On Feb 10, the first day of the Year of the Dragon, resounding drums, gongs and shouts echoed throughout London's Burlington Arcade as dancers performed the traditional Puning Yingge folk dance to celebrate Chinese New Year.

It was the first time that the Yingge folk dance, a national intangible cultural heritage in China, had been performed in Europe.

Sixteen dancers, from the Chaoshan region of Guangdong province where the dance originated, traveled to London to spread wishes of good fortune.

"We don't get to see things like that here," said a spectator from Cyprus who gave her name as Lucy and was left in awe by the ancient dance, which dates to the Ming Dynasty (1368-1644).

Spring Festival celebrations are in full swing worldwide this year.
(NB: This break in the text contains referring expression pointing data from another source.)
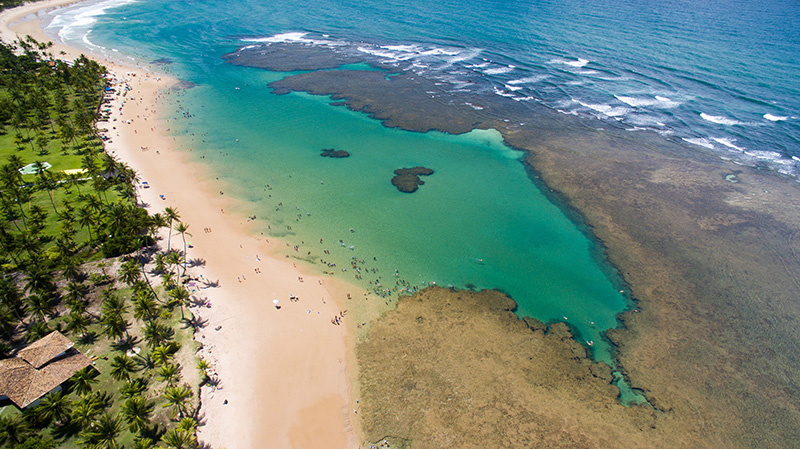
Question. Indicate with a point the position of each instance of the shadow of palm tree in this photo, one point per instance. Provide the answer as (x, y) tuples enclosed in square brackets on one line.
[(88, 338)]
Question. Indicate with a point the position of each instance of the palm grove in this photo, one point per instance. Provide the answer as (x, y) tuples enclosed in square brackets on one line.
[(74, 248)]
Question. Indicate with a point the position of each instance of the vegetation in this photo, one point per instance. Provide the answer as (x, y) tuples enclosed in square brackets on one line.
[(74, 254)]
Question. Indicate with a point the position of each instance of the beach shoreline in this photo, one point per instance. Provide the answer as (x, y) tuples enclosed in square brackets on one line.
[(284, 374)]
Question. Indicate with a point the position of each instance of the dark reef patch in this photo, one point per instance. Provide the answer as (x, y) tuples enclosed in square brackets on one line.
[(408, 180), (286, 57), (335, 154), (713, 264)]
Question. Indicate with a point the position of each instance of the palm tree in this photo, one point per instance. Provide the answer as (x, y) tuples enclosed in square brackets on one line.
[(175, 258), (162, 355), (115, 326), (137, 412), (144, 306), (171, 215), (179, 439), (183, 228), (156, 333), (178, 397), (129, 272), (203, 366), (133, 388), (40, 306), (82, 381), (104, 433), (181, 296), (169, 373), (53, 407), (13, 430), (143, 443), (86, 219), (86, 409), (122, 366), (78, 323)]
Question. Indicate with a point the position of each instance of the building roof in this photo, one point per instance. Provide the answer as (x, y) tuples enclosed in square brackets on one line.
[(45, 349), (26, 378)]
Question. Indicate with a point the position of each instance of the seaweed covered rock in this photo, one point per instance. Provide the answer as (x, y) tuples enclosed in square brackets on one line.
[(336, 154), (408, 179)]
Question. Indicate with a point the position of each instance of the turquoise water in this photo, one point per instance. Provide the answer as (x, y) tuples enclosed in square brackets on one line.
[(721, 75)]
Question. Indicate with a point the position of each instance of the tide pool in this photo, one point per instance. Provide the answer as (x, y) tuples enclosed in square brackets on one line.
[(477, 222)]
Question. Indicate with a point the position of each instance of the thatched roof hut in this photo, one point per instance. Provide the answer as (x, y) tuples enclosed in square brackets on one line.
[(39, 368)]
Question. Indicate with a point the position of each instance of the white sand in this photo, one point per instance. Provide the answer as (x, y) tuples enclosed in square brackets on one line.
[(283, 372)]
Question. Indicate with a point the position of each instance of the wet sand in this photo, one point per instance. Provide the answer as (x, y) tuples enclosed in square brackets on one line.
[(282, 372)]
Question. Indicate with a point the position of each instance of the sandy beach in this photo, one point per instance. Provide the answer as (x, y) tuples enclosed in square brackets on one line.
[(284, 381)]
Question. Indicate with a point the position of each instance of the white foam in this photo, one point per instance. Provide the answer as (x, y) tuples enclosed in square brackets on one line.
[(775, 118), (406, 48), (728, 143), (770, 156), (76, 24), (499, 70), (700, 141), (503, 93), (529, 79), (720, 120), (291, 37), (397, 56), (572, 63), (643, 102), (606, 109)]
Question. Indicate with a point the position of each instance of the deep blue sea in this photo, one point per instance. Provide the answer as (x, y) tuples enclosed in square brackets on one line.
[(724, 75)]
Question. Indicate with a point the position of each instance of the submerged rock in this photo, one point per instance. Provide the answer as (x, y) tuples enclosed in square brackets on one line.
[(336, 154), (408, 179)]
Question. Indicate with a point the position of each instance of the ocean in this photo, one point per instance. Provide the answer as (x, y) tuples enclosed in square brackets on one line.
[(721, 76)]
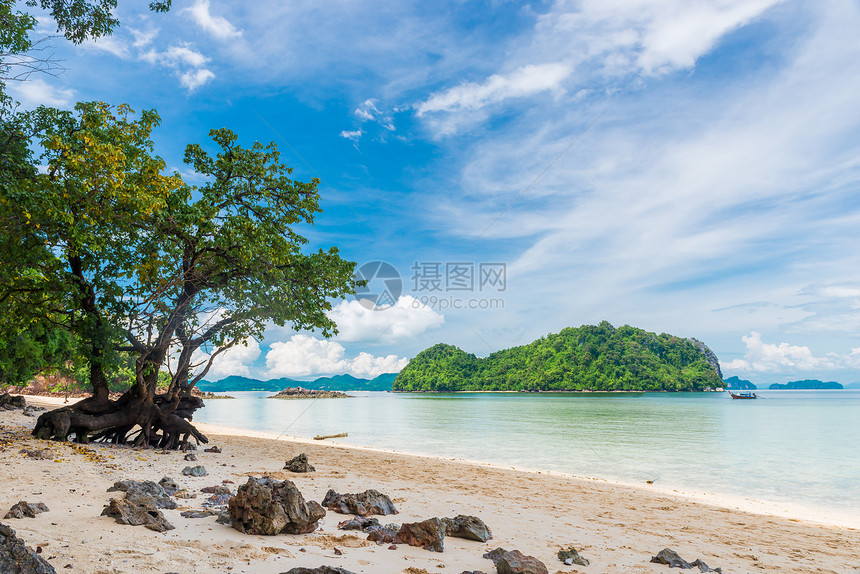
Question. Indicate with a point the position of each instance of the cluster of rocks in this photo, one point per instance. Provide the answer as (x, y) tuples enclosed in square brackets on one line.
[(267, 506), (361, 504), (142, 503), (674, 560), (26, 509), (302, 393), (18, 558), (299, 464)]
Besides events hosted by local institutions, an array of delegations has flown from China to present authentic Chinese cultural feasts to foreign audiences and showcase the variety of China's timeless traditions.

In London's Trafalgar Square, a Chinese New Year event on Feb 11 reached its climax when the North China-style lion dance, performed by acrobats from Sichuan province, jumped up and down on a tiered platform of poles.
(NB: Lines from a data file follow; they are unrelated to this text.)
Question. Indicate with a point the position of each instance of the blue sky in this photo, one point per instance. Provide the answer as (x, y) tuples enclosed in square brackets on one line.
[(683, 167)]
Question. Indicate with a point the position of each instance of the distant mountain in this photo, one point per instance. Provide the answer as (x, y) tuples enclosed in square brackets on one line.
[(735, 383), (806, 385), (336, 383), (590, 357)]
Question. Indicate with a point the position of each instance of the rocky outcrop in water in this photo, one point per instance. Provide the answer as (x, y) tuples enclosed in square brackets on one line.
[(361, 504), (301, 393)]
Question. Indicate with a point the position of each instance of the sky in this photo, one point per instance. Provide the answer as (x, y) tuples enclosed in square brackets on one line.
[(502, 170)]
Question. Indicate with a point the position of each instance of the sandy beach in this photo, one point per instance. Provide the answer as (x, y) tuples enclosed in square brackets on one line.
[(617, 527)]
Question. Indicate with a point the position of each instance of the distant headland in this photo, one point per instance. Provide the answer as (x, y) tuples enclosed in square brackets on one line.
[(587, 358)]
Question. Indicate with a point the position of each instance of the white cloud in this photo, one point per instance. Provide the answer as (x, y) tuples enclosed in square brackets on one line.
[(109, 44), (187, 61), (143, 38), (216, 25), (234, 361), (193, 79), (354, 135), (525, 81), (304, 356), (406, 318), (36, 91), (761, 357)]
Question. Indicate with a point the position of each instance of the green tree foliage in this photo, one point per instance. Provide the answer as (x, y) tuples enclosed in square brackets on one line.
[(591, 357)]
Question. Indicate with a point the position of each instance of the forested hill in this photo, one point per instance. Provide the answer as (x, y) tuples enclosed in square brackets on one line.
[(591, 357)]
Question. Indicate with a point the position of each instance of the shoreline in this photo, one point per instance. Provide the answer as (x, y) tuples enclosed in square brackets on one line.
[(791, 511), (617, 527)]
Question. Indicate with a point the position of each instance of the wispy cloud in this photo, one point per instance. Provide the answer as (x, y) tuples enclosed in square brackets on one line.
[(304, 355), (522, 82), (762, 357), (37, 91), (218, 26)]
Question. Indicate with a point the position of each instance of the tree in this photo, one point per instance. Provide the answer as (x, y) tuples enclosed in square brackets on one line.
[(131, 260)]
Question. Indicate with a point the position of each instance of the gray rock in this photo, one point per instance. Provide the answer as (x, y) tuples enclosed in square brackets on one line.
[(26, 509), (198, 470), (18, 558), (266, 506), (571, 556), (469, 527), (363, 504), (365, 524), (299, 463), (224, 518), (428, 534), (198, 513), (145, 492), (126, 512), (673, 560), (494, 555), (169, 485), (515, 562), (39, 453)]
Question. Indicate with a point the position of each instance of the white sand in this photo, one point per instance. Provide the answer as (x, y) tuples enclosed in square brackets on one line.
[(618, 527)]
Although the lion dance is a set piece at the annual Trafalgar Square Chinese New Year carnival, the more playful and gymnastic North China-style is not seen often here, according to event organizer London Chinatown Chinese Association.
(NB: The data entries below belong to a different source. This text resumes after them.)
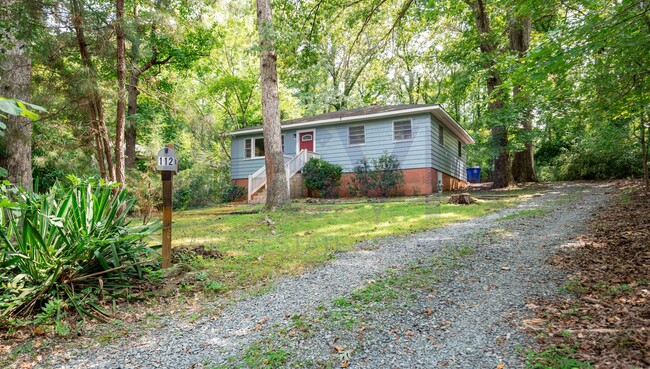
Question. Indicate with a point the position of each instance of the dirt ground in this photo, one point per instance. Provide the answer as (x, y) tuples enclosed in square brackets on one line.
[(605, 318)]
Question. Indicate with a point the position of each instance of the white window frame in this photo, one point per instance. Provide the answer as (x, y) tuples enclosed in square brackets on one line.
[(253, 148), (312, 130), (400, 121), (364, 135)]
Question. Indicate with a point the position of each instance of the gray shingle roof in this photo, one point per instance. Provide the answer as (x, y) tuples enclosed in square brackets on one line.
[(348, 115)]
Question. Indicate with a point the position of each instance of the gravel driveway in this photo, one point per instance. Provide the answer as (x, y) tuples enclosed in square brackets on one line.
[(451, 297)]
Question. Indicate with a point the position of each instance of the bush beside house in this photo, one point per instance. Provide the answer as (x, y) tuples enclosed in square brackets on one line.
[(322, 176), (379, 177)]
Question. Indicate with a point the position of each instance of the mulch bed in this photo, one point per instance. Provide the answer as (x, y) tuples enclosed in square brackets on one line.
[(607, 317)]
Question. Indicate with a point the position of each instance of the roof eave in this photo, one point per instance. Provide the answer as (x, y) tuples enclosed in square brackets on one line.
[(448, 120)]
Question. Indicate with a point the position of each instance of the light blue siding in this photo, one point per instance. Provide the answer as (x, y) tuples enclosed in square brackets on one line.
[(332, 143), (423, 151), (445, 158), (242, 168)]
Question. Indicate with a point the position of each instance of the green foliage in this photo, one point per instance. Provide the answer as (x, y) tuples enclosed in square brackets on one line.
[(17, 108), (233, 192), (146, 189), (609, 153), (322, 176), (555, 357), (387, 174), (196, 187), (71, 244), (381, 178), (362, 182)]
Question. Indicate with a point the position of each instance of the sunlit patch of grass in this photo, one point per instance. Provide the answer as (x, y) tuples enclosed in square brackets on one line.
[(528, 213), (559, 357), (303, 235)]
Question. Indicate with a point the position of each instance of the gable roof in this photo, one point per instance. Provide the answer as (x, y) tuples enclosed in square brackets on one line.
[(369, 112)]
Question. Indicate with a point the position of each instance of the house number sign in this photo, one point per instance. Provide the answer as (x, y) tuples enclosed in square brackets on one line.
[(167, 160), (167, 164)]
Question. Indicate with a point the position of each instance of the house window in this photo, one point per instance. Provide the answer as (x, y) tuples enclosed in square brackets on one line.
[(254, 148), (402, 130), (356, 135)]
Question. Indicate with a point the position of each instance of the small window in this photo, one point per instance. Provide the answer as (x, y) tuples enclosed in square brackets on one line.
[(356, 135), (402, 130), (248, 153), (259, 147), (254, 148)]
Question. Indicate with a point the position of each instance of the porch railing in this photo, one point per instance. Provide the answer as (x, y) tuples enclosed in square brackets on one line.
[(257, 180)]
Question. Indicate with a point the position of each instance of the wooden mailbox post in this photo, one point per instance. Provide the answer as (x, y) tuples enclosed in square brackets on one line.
[(167, 164)]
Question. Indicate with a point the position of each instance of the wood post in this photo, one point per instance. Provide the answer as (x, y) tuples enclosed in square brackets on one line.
[(168, 189)]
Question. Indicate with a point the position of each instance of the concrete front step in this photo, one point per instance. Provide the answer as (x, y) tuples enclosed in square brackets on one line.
[(259, 197)]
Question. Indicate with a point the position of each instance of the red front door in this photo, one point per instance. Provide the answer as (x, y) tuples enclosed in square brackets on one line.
[(306, 140)]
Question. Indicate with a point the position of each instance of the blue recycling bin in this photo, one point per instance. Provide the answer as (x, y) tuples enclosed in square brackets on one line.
[(474, 174)]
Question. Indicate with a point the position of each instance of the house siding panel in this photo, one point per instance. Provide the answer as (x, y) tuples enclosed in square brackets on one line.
[(445, 158), (332, 144), (242, 168)]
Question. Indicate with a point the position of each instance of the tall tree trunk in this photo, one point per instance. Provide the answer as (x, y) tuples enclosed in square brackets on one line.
[(15, 82), (523, 163), (277, 192), (121, 93), (130, 133), (502, 175), (95, 106)]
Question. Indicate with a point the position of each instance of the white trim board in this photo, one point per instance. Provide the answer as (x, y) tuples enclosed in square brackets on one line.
[(436, 110), (313, 130)]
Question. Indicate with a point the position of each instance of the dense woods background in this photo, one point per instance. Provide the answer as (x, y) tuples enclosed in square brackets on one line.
[(550, 90)]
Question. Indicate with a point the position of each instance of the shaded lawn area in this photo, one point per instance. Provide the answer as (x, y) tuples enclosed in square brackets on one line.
[(260, 246)]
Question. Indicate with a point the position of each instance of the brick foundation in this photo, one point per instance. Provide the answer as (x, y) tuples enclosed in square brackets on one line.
[(421, 181)]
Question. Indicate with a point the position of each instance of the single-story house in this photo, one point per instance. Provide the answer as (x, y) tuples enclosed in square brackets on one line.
[(425, 138)]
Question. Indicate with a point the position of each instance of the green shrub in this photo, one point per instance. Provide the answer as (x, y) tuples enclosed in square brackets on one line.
[(387, 174), (381, 178), (609, 154), (362, 182), (146, 188), (322, 176), (70, 244), (233, 193)]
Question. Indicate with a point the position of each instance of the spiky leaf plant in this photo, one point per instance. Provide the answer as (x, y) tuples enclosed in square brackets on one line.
[(71, 244)]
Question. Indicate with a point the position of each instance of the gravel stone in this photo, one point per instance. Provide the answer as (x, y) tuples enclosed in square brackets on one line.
[(474, 306)]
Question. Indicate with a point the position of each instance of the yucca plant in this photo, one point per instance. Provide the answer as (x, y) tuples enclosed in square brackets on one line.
[(69, 244)]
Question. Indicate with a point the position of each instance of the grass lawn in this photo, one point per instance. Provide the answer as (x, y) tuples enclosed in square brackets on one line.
[(259, 246)]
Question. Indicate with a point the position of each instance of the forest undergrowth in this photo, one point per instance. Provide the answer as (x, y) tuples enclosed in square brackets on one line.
[(604, 317)]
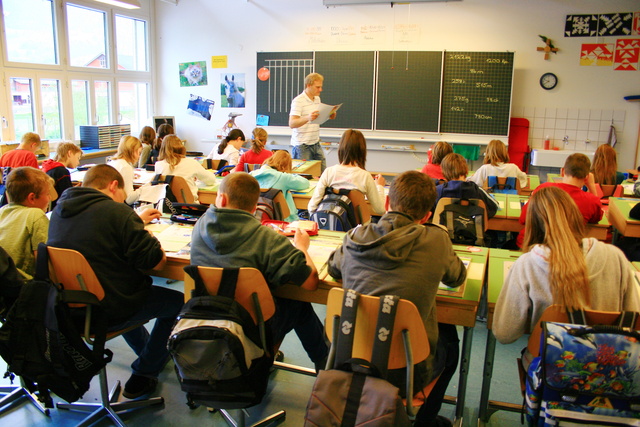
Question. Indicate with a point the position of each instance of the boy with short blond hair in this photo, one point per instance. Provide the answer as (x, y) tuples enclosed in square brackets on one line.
[(25, 154), (23, 223), (67, 157)]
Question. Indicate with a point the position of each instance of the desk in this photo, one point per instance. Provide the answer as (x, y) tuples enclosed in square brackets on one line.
[(453, 310), (618, 214)]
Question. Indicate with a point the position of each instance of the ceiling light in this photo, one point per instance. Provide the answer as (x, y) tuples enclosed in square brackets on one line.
[(127, 4)]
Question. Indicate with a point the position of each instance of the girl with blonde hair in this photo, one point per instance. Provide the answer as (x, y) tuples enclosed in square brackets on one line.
[(560, 266), (605, 166), (172, 160), (496, 163), (128, 153), (258, 154), (276, 173)]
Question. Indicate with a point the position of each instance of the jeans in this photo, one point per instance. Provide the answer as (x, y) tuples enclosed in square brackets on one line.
[(163, 305), (299, 316), (310, 152)]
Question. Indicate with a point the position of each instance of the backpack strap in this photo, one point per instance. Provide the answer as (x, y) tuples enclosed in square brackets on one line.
[(344, 341), (384, 332)]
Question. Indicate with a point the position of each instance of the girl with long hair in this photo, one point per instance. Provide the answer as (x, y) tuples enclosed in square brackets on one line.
[(276, 173), (173, 161), (257, 154), (560, 266), (351, 173)]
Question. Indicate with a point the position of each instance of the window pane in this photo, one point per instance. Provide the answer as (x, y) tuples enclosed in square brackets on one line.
[(133, 104), (87, 37), (80, 99), (29, 27), (51, 108), (131, 42), (22, 95), (103, 103)]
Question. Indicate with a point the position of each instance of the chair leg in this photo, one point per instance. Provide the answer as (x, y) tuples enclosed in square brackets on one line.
[(16, 393), (108, 406)]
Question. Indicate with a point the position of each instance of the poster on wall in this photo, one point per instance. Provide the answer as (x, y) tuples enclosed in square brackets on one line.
[(627, 55), (232, 90), (200, 107), (193, 73), (596, 54)]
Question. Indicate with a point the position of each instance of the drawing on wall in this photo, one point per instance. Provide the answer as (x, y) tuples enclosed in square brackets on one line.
[(581, 26), (232, 90), (627, 54), (193, 73), (596, 54), (200, 107)]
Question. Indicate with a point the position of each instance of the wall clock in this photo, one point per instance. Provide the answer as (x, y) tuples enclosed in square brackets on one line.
[(548, 81)]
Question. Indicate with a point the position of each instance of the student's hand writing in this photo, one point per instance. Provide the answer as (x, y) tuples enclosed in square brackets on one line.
[(301, 239), (149, 215)]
Another spectacle — Tongliang dragon dance — also unfolded at the end of the Trafalgar Square gala. An 18-meter golden dragon from Tongliang, a district of Chongqing municipality, moved in a sinuous, undulating manner for the first time in the UK.

"It's just a sea of culture. It's really exciting to see," said Isabella, a British teacher. "So, I am wearing as much as red as possible to bring myself as much luck as possible."

The Chinese delegations expressed pride in having the opportunities to promote Chinese culture overseas and contribute to deepening communications between East and West.

"Being able to perform in London is a testament to not just the charm of Chinese traditional culture, but also the enduring power of cultural exchanges," said Wu Chen, chief of the intangible cultural heritage section of the Guangdong Provincial Department of Culture and Tourism, who led the Yingge dance team.

Outside the UK, the Cultures of China, Festival of Spring art troupe, comprising renowned Chinese artists, has been touring Europe.

In Spain's capital Madrid, the Choir of the Shenzhen Dance and Opera Theater immersed audiences in Chinese folk songs, such as Jasmine Flower and Hymn of Eight Horses, on Feb 3 at the National Music Auditorium, Xinhua News Agency reported.

"I love music, so I love listening to sounds from other cultures, which are very different from ours. They are very melodious sounds," attendee Marta Gonzalez told Xinhua after the concert.

In New York, overseas Chinese and local Americans participated in Chinese New Year celebrations in their own ways, integrating themselves in traditional Chinese festive customs and sharing the joy of family reunions.

The US-China Music Institute of the Bard College Conservatory of Music, in collaboration with the Central Conservatory of Music, China, presented the fifth annual Chinese New Year Concert, "The Sound of Spring" with The Orchestra Now, offering authentic Chinese contemporary symphonic music with traditional instruments.

"The spring festival is a platform to present Chinese music," conductor Cai Jindong told China Daily.

Cai said that he can see an increasing number of people interested in Chinese music and Chinese culture, not limited to "ancient" traditional Chinese music pieces like Spring Festival Overture, but also listening to Chinese contemporary music, feeling what Chinese music is like today and understanding the culture better.

Ji Tianyuan introduced the art of Chinese puppetry to US audiences at events celebrating Chinese New Year. The traditional performances, exclusive to occasions such as the Spring Festival and temple fairs, have found their way to the streets and museums of New York.

"I noticed a crowd of spectators, and they really appreciated the craftsmanship of the puppets, their costumes and their movements. During my performances, I also wore traditional clothes, like qipao or horse-face skirt," she said. "Children particularly adore characters such as Monkey King or Ji Gong. They find them quite amusing," she added.